From Sociology of Marriage and the Family (1995): "We do know, for instance, that marriage has an
adverse effect on women's mental health." 

From Diversity in Families (1996): "If marriage is so difficult for wives, why do the majority surveyed judge
themselves as happy? . . . Happiness is interpreted by wives in terms of conformity. Since they are
conforming to society's expectations, this must be happiness." 

So that's us, according to the textbooks: Stepford Wives, one and all. 

THIS amazing tale is laid bare in a new report called Closed Hearts, Closed Minds: The Textbook Story of
Marriage. It was published by the Institute for American Values, a nonpartisan organization devoted to
research on major issues of family well-being and civil society. (It's chaired by the widely respected scholar
Jean Bethke Elshtain.) The report reviews 20 leading sociology textbooks, many of which are also used in
Canada. It concludes that these books are "a national embarrassment." 

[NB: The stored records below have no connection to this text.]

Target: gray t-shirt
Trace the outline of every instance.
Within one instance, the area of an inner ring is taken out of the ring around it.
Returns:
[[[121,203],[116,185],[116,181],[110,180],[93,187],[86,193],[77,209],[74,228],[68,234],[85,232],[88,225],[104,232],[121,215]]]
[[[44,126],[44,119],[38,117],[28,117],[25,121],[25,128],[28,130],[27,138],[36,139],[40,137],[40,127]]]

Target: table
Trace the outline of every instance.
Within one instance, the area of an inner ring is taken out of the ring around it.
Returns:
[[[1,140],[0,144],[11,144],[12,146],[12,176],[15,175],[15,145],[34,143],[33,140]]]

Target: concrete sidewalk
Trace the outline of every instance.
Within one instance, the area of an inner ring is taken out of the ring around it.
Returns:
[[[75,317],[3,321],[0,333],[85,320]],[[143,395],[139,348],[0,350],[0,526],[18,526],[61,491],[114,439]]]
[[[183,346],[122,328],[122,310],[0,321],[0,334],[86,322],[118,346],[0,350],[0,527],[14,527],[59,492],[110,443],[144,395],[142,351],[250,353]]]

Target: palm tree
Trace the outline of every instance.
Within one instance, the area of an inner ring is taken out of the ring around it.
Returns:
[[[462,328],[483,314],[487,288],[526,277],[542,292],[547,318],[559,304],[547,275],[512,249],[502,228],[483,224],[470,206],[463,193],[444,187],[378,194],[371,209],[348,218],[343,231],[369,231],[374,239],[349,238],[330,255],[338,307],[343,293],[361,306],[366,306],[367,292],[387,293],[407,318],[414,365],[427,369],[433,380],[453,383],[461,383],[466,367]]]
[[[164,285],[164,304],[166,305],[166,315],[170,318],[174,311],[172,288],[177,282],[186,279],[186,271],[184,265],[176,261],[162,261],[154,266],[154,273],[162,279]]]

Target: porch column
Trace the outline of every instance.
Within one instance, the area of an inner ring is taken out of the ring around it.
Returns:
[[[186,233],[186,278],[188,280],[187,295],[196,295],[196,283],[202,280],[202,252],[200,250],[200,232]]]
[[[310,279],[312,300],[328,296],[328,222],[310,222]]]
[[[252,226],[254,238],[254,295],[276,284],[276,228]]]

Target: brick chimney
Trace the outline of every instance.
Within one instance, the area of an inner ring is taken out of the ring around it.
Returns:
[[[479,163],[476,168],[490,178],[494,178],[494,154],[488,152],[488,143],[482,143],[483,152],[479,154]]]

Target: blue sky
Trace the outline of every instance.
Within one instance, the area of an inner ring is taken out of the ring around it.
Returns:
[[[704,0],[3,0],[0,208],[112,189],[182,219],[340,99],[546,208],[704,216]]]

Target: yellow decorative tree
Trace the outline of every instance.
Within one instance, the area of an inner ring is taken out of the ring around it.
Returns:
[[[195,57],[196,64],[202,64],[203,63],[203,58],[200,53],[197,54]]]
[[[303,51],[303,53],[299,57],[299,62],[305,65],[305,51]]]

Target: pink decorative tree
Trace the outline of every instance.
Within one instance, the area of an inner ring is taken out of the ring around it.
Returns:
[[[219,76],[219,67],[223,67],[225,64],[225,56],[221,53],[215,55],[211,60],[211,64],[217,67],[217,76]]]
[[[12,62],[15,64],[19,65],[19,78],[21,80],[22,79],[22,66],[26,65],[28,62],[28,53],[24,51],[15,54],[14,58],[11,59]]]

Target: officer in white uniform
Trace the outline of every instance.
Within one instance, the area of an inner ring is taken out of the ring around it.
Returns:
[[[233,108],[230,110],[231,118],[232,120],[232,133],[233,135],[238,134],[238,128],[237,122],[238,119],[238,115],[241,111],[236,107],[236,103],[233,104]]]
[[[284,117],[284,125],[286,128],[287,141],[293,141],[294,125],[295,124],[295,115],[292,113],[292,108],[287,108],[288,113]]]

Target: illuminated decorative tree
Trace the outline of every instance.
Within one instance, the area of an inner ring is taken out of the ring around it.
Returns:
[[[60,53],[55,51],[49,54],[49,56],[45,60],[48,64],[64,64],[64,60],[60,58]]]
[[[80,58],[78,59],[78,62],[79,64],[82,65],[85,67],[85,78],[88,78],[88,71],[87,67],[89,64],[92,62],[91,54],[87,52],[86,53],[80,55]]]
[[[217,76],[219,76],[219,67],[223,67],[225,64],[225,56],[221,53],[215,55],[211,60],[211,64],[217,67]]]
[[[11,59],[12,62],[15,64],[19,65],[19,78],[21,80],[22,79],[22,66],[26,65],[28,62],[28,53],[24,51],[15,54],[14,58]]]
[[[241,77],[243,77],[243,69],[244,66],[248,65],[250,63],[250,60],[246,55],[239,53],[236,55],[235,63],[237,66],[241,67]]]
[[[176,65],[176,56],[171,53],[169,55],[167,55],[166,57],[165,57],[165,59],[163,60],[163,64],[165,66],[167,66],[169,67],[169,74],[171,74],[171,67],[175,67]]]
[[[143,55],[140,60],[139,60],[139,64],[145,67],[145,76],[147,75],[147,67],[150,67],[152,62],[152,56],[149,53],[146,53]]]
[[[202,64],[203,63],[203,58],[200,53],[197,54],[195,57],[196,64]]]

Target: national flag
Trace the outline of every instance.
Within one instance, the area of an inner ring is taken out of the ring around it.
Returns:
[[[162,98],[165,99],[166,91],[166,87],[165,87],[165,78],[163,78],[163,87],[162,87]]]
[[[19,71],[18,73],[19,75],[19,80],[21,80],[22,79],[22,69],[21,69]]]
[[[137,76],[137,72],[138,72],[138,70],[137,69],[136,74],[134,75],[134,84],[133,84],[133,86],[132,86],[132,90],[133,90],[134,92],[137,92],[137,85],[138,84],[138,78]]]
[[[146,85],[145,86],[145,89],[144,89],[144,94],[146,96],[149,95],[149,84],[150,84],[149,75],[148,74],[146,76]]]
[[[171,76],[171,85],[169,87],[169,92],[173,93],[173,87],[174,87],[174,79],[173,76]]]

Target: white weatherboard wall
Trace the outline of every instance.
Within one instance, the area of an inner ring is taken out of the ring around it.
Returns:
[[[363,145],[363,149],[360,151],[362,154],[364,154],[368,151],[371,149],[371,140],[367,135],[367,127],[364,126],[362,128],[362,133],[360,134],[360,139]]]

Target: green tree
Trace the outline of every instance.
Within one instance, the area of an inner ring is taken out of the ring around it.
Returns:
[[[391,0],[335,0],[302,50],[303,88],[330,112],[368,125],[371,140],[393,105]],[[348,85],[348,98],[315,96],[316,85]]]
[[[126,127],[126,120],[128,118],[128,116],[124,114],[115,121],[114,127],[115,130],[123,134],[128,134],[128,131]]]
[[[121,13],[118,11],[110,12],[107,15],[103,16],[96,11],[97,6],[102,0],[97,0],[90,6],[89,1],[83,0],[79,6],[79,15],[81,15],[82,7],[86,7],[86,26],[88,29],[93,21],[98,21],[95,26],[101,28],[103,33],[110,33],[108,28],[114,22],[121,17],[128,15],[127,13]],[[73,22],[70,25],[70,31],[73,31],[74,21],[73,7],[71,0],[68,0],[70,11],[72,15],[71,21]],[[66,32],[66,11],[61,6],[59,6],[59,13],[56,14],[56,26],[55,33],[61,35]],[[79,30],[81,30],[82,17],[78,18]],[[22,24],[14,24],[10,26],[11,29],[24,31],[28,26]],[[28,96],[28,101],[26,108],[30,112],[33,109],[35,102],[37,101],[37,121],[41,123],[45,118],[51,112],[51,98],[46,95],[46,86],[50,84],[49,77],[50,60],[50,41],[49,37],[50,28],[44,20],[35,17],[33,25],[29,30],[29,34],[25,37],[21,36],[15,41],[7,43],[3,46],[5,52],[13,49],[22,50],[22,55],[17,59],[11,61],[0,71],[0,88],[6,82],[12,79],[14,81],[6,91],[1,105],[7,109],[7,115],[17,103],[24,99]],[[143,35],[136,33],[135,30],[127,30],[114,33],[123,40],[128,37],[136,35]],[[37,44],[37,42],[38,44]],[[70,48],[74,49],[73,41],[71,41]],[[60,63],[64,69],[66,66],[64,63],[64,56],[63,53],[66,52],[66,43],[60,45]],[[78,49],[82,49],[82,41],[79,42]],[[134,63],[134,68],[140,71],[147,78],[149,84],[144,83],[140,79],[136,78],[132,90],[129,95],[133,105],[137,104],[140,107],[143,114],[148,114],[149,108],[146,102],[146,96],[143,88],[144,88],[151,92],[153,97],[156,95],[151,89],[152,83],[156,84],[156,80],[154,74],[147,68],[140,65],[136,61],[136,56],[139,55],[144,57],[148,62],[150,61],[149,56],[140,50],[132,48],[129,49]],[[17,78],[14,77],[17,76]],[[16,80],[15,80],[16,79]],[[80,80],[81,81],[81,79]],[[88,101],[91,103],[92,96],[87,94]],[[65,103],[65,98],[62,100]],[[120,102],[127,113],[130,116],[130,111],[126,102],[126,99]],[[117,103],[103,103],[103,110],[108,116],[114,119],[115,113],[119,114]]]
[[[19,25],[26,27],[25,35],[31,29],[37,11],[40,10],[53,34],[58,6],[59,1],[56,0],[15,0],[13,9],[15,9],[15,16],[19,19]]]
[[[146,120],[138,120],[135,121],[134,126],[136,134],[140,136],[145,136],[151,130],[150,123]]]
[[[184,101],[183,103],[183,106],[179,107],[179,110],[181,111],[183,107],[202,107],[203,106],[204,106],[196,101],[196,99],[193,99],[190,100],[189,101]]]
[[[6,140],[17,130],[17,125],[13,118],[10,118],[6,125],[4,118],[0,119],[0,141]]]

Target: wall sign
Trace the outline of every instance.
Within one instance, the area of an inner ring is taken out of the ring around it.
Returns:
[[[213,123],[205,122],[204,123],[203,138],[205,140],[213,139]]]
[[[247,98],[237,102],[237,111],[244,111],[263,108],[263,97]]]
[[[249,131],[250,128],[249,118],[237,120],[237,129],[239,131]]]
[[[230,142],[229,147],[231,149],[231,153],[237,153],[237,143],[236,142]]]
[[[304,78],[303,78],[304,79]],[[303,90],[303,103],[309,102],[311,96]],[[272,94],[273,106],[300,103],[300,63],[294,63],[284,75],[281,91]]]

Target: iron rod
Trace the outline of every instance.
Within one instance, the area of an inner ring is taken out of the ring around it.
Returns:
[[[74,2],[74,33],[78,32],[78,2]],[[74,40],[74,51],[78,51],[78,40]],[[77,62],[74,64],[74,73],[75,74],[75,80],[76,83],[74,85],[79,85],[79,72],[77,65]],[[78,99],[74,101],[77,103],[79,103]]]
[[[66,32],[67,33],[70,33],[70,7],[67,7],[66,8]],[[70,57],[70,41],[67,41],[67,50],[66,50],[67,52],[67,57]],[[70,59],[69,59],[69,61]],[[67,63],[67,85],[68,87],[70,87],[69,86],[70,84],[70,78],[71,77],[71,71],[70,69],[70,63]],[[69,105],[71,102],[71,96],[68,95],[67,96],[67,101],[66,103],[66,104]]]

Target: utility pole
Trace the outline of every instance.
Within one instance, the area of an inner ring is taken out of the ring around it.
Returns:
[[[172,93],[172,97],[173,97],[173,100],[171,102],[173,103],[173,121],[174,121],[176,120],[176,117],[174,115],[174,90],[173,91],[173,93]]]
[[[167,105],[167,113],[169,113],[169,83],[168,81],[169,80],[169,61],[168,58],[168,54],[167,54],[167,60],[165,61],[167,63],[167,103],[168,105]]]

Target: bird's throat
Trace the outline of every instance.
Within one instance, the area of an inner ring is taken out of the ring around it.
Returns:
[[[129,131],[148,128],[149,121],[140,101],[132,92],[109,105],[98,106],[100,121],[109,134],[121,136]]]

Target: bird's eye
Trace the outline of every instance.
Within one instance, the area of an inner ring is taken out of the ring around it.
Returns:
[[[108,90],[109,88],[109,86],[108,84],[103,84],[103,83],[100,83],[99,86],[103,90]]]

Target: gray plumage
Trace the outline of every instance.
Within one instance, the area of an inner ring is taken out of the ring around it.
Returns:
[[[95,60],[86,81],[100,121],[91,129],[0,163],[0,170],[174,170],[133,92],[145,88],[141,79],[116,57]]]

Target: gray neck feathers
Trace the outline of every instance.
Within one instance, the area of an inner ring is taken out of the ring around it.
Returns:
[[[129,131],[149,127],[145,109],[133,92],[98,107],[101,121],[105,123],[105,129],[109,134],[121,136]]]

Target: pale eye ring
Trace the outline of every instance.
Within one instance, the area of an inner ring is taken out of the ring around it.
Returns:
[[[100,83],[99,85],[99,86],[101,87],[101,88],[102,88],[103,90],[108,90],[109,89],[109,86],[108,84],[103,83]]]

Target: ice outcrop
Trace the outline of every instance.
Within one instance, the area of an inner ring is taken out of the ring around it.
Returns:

Using plenty of gruesome examples, the report argues that almost every one of these books is marred by
shoddy research, bad writing, intellectual dishonesty and major omissions. Most of them ignore the current
debates on such issues as the adverse effects on children of divorce and the adverse impact of the high
divorce rate on society. They don't bother to mention that single parenting is hard on everyone. They paint
marriage as more of a problem than a solution for women. And all of them are overwhelmingly
adult-centred, devoting far more space to adult problems and relationships than to issues of child
well-being. Several of them pay more attention to swinging as a lifestyle choice than to the connection
between family disruption and juvenile crime. 

These textbooks perpetuate a myth more dangerous than the one of the miserable wife. It is that family
structure doesn't really matter, and that family disintegration doesn't really have consequences. The
authors discount those who take these issues seriously as old-fashioned, out-of-date and misinformed. 

Actually, it's the other way around. Too bad the next generation of social workers, teachers, counselors,
and therapists will have to learn that on their own.